How do these various kinds of interventions operate as critique and commentary? How do they shift the relationship between viewers and monuments? How successful have they been in enabling new understandings of histories? How might the practice of reworking or intervening to monuments contribute to the contemporary heritage landscape? These are among the general questions that potential presenters are invited to ask.
PROPOSAL
A prospective presenter is invited to offer a 30-minute paper focusing on interventions or changes to historical statuary and monuments from any geography that were undertaken in the late twentieth or twenty-first century. The interventions discussed may be authorised or unauthorised, and they may have assumed any form. Potential participants are encouraged to focus on interventions to a single site or statue, or two or three examples by a single group or creator, exploring them in depth rather than offering broad surveys of this practice. Papers must be in English.
Papers must be on material that has not already been published. A prospective presenter must also be willing to develop the proposed paper into an article for the special issue of Public Art Dialogue emanating from this conference, should it be selected for potential inclusion in this publication. Please note that those papers selected for development into articles for the special issue will be subject to the usual peer-review processes of the journal.
Please submit your proposal with “Creating a Disturbance” in the subject line, and send it to the convener, Brenda Schmahmann ([email protected]), and copied to the administrator at the offices of the Research Chair of South African Art and Visual Culture, Neelofir Nagdee ([email protected]), by 7 April 2024. Please submit a single WORD document with the following information:
- a title for your paper
- an abstract between 350 and 500 words in length for a 30-minute paper
- a short biography, including your current institutional affiliation (up to 200 words)
- your contact details, i.e. e-mail address, postal address, mobile phone number
- a statement confirming that your paper has not been previously published and that, should it be selected, you would be willing to develop it into an article for potential inclusion in a special issue of Public Art Dialogue.
Applicants will be notified of decisions by the end of April.

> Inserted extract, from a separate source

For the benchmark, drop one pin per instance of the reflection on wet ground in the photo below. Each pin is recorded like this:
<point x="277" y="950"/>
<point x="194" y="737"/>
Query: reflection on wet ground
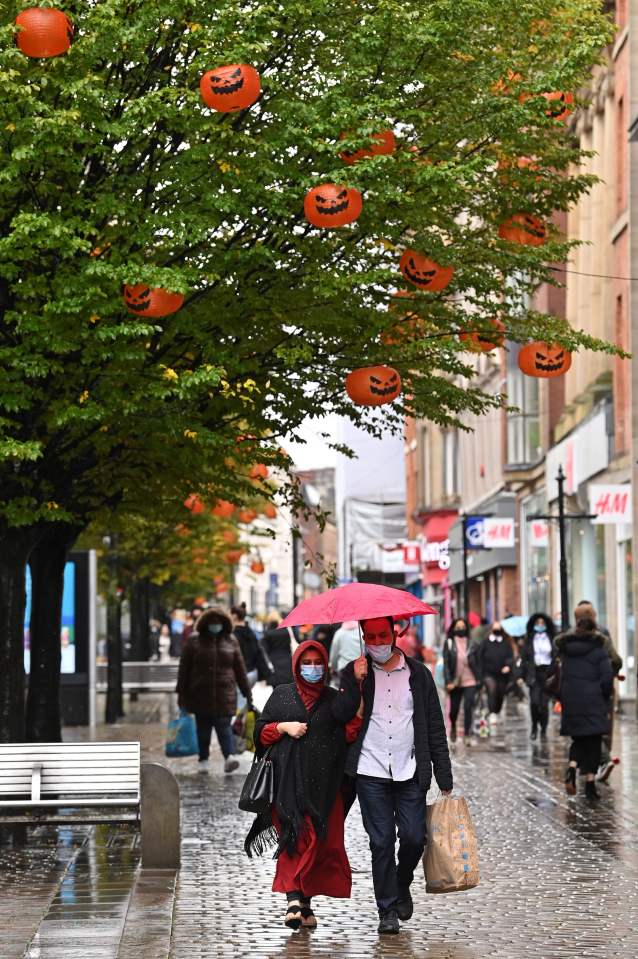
<point x="559" y="877"/>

Please note: While “Creating a Disturbance” in some sense continues the conversation introduced at a conference we hosted in November 2023 which focused on contemporary forms of commemorative monuments, presenters are by no means limited to those who attended previously. We welcome proposals from both new presenters and those who may have participated in the 2023 conference (or others we have hosted).
FUNDING
Presenters will need to organise and pay for their own travel costs to the University of Johannesburg. However, international presenters and those from out of town will be provided with bed & breakfast accommodation sponsored by the host from the evenings of 13, 14 and 15 November 2024. Additionally, there will be no conference fee, and meals and transport within Johannesburg during the conference will be provided by the host.